With a mocking sneer the Fictive spoke, “Goodbye, fraud.” And he emptied his clip at the teen.
And nothing happened.
The injunctions fired at Will weren’t hovering in the air, they didn’t ricochet off his body or tear his clothes. They just vanished, as if they never existed.
The color drained from Fictive’s face. “How?”
Silence followed the attempted assassination. Not only in the tent, where those who remained were too shocked to speak, but throughout the entire camp as well. The gunfire and explosions had ceased, and the soldiers who’d been engaged in combat had yet to overcome the shock of their weapons’ sudden uselessness.
“I’m real, and I’m tired. And I’ve had enough!. I’m ending this, now. Goodbye. The world will be better off without you or your Horde.” Will took a deep breath, but was interrupted before he was able to exhale his vengeance upon his enemies.
It’s not your job to end their story, Will. You’re a preserver, not a destroyer.
Will twisted his head to the sky and shouted, “But they deserve it! Look at everything they’ve done!”
I know, but you were right. Unreal entities like the Horde were created by real people. They’re real people’s darkest impulses and musings, brought to life. If they deserve to be faded, so does reality.
“But I can stop them!”
It’s not your job. You’ve got healing to do. Do it.
Will shrieked his rage out to the sky, causing everyone in the court to flinch in terror. When he stopped he lowered his gaze upon the terrified Fictive Kindle. Tears rolled down his face as he whispered.
“What?” gasped Fictive.
“I said, run. I’ve make every weapon in camp is now, but it’s only a matter of time before The Bar figures out it out numbers your people and turns the tide on your attack. So, run. Now. Go away.”
Fictive scowled. “This isn’t over, pretender.”
“I know it isn’t, but it’s not my job to end you. I’ve got more important things to do.”
With a huff, but no further words, the head of the Copyright Horde turned and ducked out of the courtroom tent. Upon his exit he shouted, “Withdraw, all our forces. Quickly!” Those still inside heard footsteps and whispered orders follow after their disgraced leader. The tent had been surrounded.
Finch was dumbfounded. “Why did you let him go?”
General Isme concurred, “I agree, you could have ended all this. Why would you stop?”
“Because it’s not my job. I’m here to make sure stories continue, not end. If The Bar and The Realm want to end the story of the Copyright Horde, that’s up to you.” Turning, Will gazed down upon his wounded friend. “Nobody?”
From his prone position the gnome breathed out a single struggling word, “Yes?”

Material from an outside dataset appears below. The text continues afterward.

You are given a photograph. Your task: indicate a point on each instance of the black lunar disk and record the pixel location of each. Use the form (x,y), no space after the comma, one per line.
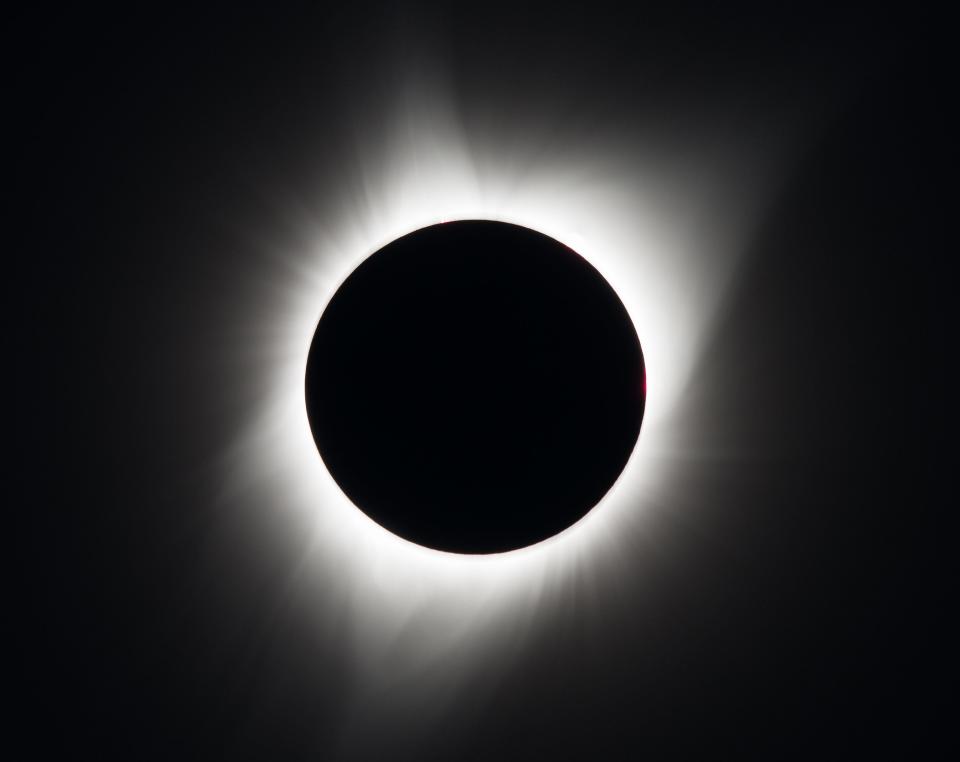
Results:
(475,387)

There was no glow, or other special effect 1, but the academic’s breathing became steady and color returned to his face as he sat up.
“Oh? Well, that was rather undramatic,” the gnome stated as Sindy sobbed and threw her arms around her father.

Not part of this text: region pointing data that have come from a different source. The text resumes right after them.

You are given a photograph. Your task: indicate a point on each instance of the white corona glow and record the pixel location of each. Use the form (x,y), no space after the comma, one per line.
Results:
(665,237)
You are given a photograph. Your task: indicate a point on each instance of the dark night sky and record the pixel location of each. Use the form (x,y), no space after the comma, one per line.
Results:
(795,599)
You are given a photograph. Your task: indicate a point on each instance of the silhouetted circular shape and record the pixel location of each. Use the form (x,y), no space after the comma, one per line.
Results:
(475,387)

Fineflin was not impressed. “You have no sense of style, Will.”
His partner, however, was concerned about something more substantive. “So… that’s it? You’ve saved us?” asked Grimby.
Will shook his head. “No, but I’m done with the Horde. I think I’ve set Narrative back to where it needs to be, but all of you have to finish the chapter.”
Bug stood up from his position next to Nobody and approached Will with an outstretched hand. “You did great, kid. And once things settle down here I’ll get you through the lines and back home.”
Will took his friend’s hand but also shook his head. “Not yet, Bug. There’s one more thing I have to do before I go home.”
Before anyone could ask Will what his ‘one thing’ was, a shriek of terror pulsated through the tent. Oscar, who’d been standing with his mouth open in a silent scream for the last several minutes, had rediscovered his voice. When he regained his composure 2 he collapsed and whimpered, “Can I go home now? Please?”